Music Staff
Matthew Blaiden
Director of Music
Matthew Blaiden enjoys a busy and varied schedule as both an academic researcher and a musician. Matthew is currently pursuing doctoral research in the School of English at the University of Leeds, working particularly on the literature and culture of the sixteenth and seventeenth centuries. Alongside this, he is active across the UK as an organist, conductor, and baritone, and he is Director of Music at St Stephen's, Rochester Row in the parish of St Stephen with St John, Westminster, where he is responsible for all music at St Stephen's and playing the organ for parish services in the world-famous St John's, Smith Square.
Matthew was educated at King’s College School, Wimbledon, where he sang in the school Chamber Choir under Daniel Phillips in many prestigious venues in the UK and on international tours across Ireland and Italy, and recorded a CD of Christmas music on which he was a soloist. Whilst at school, Matthew studied the piano with Muriel Levin and the organ and improvisation with Ronny Krippner. Matthew took a 1st Class Honours B.A. in English Language & Literature at King’s College London, and an M.Phil. in Medieval and Renaissance Literature from Gonville & Caius College at the University of Cambridge. Whilst studying in London he was awarded an organ scholarship at St Peter's Church, Petersham, and while at Cambridge he was appointed Assistant Organist at Little St Mary's Church, Cambridge. After Cambridge, Matthew returned to London and combined a busy freelance schedule with being the Director of Music at St Mary Magdalene, Richmond (Surrey) until September 2016. In October 2016, Matthew began his doctoral research at the University of Leeds, alongside which he sang with the Choir of Leeds Minster as a choral scholar under Paul Dewhurst. Matthew returned to London to complete his PhD and become Director of Music at St Stephen's, Rochester Row in September 2019. Continuing his organ studies throughout this time, Matthew has participated in masterclasses given by, amongst others, Jacques van Oortmerssen, Ashley Grote, William Whitehead, Tom Bell, and Graham Barber, and engaged in private study with Dame Gillian Weir and Nicolas Kynaston.
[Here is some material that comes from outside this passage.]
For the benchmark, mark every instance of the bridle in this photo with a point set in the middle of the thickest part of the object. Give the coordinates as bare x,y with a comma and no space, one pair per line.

Matthew has been an increasingly busy organ recitalist across the UK, drawing on a varied repertoire spanning almost 700 years of music from the earliest known keyboard writing to contemporary music, including new pieces written for him by Will Barry and Ian de Massini. He has performed at King’s College London and in College chapels in Oxford, Cambridge, and Durham; at Portsmouth, Bradford, Sheffield, Chester, Blackburn, Newcastle, Hereford, and Westminster Cathedrals and both cathedrals in Southwark; at Leeds, Doncaster, Preston, and Stoke Minsters; as well as in many other churches and in the Reid Concert Hall in Edinburgh. While based in Leeds, Matthew also became more active in a freelance capacity as both a choral and solo singer. He has sung with such ensembles as The Meanwood Ensemble and The Swan Consort, and appeared as baritone soloist in such works as Fauré's Requiem, Howard Goodall's Eternal Light, and Stanford's Songs of the Fleet. Matthew is also active as piano accompanist, working especially with singers on both eclectic programmes and more focused projects such as a recent performance of Schumann's Frauenliebe und -leben.